Seinen Guide bekommt man am Anfang nicht zu Gesicht, er oder sie empfängt die Besucher in einem dunklen Vorraum. Nur die Stimme ist präsent, ganz so, wie es in der Welt der Blinden ist. "Hier bin ich", ruft es in die dunkle Stille. Sezen Stearn ist es, die an diesem Tag Gruppen durch den Parcours "Dialog im Dunkeln" im Dialogmuseum Frankfurt begleitet.

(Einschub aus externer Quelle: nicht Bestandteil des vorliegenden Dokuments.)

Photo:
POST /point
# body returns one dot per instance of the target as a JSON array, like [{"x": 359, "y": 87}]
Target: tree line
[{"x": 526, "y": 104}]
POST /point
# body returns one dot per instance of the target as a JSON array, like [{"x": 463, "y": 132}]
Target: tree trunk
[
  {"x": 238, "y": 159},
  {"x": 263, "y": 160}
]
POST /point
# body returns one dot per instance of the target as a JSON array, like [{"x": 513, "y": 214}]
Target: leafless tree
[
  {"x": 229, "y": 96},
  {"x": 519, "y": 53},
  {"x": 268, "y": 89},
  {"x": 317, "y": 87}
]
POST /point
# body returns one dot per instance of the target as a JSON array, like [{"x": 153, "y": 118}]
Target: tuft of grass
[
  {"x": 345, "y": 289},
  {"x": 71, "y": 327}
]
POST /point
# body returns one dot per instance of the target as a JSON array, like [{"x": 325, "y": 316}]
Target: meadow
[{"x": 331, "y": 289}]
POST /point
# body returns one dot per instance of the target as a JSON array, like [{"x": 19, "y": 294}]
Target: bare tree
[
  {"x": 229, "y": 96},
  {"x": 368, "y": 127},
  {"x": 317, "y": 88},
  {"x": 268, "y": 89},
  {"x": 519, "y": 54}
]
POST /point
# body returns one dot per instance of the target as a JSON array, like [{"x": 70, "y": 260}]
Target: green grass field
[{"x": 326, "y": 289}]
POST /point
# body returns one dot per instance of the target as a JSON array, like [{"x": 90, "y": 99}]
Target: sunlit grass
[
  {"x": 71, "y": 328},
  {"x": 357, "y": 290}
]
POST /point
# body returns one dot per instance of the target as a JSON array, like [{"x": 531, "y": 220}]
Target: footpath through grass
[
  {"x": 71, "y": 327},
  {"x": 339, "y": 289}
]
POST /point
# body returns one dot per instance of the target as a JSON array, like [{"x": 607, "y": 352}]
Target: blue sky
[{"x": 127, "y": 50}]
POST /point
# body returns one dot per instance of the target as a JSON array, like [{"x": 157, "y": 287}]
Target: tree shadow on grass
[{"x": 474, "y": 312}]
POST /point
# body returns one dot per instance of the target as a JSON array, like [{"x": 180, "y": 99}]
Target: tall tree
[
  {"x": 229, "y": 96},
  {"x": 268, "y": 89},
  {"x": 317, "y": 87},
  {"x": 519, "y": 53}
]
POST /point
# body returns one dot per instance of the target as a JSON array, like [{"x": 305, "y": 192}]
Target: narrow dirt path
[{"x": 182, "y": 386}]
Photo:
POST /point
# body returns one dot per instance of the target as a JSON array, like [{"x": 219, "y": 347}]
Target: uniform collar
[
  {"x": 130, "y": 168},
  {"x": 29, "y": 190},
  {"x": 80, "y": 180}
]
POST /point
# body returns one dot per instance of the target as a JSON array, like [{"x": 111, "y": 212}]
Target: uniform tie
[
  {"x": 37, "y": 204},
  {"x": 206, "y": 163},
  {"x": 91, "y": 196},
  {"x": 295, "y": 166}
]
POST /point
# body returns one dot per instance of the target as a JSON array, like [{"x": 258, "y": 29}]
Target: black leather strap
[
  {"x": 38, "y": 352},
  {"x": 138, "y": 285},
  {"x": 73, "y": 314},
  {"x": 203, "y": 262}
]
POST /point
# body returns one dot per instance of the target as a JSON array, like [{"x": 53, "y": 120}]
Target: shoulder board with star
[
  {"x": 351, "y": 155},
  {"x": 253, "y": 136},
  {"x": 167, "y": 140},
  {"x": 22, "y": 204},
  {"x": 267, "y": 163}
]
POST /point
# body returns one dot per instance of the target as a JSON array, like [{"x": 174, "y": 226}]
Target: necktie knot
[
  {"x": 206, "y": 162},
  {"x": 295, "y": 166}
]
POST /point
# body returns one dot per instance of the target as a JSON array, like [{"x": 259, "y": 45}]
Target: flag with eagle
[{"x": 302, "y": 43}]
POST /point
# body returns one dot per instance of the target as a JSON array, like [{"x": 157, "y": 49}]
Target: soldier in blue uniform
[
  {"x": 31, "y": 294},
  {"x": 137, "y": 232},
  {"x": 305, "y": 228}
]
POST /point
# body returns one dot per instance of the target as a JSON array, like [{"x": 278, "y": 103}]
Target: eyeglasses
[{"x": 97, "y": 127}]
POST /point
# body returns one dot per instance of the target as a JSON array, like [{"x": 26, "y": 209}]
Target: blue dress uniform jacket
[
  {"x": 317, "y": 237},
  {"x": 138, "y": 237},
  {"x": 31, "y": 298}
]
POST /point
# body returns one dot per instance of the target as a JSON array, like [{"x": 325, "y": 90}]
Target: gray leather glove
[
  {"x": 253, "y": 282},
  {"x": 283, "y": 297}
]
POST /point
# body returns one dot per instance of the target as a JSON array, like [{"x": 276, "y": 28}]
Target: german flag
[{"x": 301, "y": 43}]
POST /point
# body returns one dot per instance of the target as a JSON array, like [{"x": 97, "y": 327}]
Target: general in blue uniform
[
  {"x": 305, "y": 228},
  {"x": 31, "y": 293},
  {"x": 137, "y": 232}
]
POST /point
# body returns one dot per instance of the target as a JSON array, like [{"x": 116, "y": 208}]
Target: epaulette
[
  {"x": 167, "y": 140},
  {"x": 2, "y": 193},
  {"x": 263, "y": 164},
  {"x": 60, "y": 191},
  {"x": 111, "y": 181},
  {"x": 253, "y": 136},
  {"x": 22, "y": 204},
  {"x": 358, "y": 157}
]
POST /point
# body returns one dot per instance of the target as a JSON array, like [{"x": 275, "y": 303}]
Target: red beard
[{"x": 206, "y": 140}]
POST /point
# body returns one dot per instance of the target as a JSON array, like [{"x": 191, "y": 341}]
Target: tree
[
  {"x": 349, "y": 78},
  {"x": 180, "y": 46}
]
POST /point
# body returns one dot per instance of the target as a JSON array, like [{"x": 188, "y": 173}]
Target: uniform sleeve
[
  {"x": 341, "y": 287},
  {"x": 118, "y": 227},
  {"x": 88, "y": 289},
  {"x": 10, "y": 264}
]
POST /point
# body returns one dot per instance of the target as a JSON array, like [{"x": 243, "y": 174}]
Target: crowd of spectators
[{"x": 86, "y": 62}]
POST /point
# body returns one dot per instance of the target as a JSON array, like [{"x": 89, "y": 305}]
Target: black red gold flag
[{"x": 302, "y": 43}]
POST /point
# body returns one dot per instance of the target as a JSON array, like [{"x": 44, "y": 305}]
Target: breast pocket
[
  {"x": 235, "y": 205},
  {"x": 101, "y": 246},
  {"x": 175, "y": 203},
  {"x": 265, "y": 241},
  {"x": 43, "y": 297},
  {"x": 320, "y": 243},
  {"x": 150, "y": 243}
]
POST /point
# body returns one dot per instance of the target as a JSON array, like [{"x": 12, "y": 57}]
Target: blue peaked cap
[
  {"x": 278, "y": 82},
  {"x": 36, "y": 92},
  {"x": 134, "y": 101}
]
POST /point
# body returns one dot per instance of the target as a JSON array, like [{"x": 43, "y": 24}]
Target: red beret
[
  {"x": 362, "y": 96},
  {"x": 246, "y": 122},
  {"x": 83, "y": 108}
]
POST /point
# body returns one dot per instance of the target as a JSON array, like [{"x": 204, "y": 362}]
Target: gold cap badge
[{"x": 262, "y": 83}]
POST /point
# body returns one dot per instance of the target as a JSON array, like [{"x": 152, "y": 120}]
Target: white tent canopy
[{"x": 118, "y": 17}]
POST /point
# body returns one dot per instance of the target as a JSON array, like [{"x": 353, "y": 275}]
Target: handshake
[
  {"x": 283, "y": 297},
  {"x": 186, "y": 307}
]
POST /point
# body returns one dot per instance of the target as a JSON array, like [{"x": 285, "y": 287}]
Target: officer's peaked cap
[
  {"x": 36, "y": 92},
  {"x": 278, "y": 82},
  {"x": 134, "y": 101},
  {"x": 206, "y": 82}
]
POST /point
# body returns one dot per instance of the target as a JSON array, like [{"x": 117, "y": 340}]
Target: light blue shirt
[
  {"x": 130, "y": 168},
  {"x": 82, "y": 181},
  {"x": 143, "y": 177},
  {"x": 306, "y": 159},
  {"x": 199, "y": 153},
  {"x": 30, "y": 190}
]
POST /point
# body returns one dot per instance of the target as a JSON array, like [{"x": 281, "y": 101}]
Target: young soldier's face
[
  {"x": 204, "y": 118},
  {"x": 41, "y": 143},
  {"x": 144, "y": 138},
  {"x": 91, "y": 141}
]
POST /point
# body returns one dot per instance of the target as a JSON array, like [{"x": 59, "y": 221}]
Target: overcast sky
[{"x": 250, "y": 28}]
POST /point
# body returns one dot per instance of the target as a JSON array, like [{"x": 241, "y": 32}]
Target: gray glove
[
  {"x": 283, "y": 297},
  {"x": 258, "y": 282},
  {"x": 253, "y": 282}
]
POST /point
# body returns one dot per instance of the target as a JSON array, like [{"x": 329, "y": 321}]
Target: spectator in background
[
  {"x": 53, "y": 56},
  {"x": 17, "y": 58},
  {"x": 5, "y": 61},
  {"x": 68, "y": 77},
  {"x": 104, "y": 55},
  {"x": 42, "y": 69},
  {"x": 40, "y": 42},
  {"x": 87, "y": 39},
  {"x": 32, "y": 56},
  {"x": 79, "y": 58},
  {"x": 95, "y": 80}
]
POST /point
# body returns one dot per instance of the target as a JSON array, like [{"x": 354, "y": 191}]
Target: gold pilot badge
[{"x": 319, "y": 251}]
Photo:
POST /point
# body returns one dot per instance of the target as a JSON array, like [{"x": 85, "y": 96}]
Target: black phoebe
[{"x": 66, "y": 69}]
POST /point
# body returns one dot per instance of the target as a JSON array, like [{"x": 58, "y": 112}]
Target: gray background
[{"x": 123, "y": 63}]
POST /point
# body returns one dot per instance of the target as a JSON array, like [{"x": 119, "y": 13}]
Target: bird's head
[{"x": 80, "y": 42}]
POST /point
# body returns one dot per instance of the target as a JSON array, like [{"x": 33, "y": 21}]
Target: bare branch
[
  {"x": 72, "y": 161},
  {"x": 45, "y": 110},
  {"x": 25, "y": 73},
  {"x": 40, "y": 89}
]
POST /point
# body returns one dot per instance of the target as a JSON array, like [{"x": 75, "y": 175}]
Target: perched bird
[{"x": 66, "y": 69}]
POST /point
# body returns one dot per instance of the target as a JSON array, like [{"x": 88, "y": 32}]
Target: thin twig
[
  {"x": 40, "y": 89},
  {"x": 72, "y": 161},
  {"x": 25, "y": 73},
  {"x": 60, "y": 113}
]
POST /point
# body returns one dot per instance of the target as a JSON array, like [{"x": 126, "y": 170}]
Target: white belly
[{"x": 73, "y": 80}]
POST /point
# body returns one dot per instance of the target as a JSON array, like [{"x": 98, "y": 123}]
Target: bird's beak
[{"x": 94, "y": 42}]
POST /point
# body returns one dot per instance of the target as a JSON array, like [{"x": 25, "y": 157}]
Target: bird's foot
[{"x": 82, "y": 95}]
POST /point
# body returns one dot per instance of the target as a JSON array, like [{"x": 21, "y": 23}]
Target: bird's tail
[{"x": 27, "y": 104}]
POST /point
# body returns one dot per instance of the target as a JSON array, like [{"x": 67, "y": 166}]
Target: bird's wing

Aber wo ist Sezen? "Weiter rechts, die Wand entlang, ja, so ist es gut", ermuntert sie zum Weitergehen in der Finsternis. Gerne führt sie die Besuchergruppen – rund zwei Drittel davon sind Schulklassen – erst durch den Park über die Wackelbrücke am Brunnen vorbei hin zu Helens Wohnung. Helen ist nicht daheim: Sie ist eine erdachte Figur, doch ihre Wohnung fühlt sich ganz real an und verrät viel über ihre fiktive Bewohnerin: eine junge blinde Frau mit Blindenhund und wenig Geld, die mit Brailleleiste ihren Computer bedient und vom Reisen träumt. Erzählt wird Helens Geschichte, eine Geschichte, die für ungezählte andere steht und im Dialogmuseum erlebbar wird für die Sehenden.
Vorstellungskraft gefragt
Sezen Stearn lässt die Besucherinnen und Besucher an der Garderobe das Führgeschirr des Blindenhundes ertasten, leitet weiter in die Küche zum Herd, zum Kühlschrank und zur Küchenwaage, die unermüdlich Grammzahlen ansagt. Bis es selbst der blinden Führerin zu viel wird: "Ich schalt die jetzt aus." Platz nehmen am Küchentisch und Blinden-Dominosteine fühlen ist der Moment zum Innehalten und In-sich-Hineinhorchen. Zu sehen gibt es ja nichts, umso mehr ist Fühlen und Hören gefragt und die eigene Vorstellungskraft.